Marlierea subg. Eugeniopsis (O. Berg) Kiaersk. (Kiaerskou 1893: 50)
Marlierea sect. Eugeniopsis (O. Berg) Nied. (Niedenzu 1893: 76).
Trees or shrubs; hairs usually reddish and t-shaped; pellucid dots dense on leaves and reproductive structures; branchlets terete, often bearing lenticels; branching usually monopodial (rarely sympodial) bracteoles rounded or acute, usually caducous; inflorescence usually a regularly branching panicle with an abortive, congested terminal primary axis, terminal flowers in groups of three; buds clavate (rarely turbinate or globose); petals (4 –) 5, calyx partially fused (calyx lobes rarely free or completely fused), tearing open parallel to hypanthial tissue, tearing usually regularly; anther thecae of equal height, reversing curvature on dehiscence, exposing interior of sacs as a convex surface; floral disc glabrous; staminal ring narrow, usually comprising less than 30% of total disc width; hypanthium extending into an abruptly flared tube beyond the ovary; ovary bi-locular with 2 ovules per locule; fruits globose or obovoid with persistent, apical hypanthium tube, calyx remains generally falling.

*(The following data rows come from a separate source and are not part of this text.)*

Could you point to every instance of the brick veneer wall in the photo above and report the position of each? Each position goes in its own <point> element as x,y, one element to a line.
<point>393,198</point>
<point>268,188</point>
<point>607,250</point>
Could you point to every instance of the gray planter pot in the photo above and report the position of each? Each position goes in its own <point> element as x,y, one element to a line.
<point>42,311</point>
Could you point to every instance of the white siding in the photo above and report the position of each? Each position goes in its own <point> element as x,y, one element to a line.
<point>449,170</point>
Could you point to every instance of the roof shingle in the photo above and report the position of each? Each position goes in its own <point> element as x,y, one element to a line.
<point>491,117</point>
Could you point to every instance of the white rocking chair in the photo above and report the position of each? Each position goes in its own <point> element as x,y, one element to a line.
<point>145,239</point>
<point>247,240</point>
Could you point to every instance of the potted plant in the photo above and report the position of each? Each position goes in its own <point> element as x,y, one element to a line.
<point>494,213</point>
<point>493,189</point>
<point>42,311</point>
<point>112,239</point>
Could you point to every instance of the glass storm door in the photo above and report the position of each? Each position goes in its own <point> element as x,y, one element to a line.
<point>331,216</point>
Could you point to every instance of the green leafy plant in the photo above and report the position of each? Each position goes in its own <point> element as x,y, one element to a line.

distribution. Atlantic Forest with occasional occurrences in campos rupestres.
Myrcia sect. Gomidesia (O. Berg) B. S. Amorim & E. Lucas comb. & stat. nov.
Cerqueiria O. Berg (1856: 5). Type: Cerqueiria sellowiana O. Berg.
Trees or shrubs; often covered in a brownish pubescence, hairs simple or unevenly dibrachiate; branchlets terete; branching usually monopodial; bracteoles usually caducous; inflorescence formed from conflorescences of 2 – 6 (– 8) generally symmetrical uniflorescences; buds globose; perianth usually 5-merous, petals and equally sized sepals distinct and imbricate, abaxially pubescent, calyx lobes generally truncate or rounded, rarely acute; anthers with the internal sac of each pair of locules clearly or slightly overtopping the external sac, open thecae retaining or losing curvature on dehiscence but never reversing and exposing interior of sacs as a convex surface; floral disc pubescent, usually with a light covering of appressed hairs; staminal ring narrow, usually comprising less than 30% of total disc width; hypanthium internally glabrous or pubescent, extending into a short tube beyond the ovary; ovary 2 – 3 (–5)-locular with 2 ovules per locule; fruits globose, often pubescent, with persistent calyx lobes erect at apex.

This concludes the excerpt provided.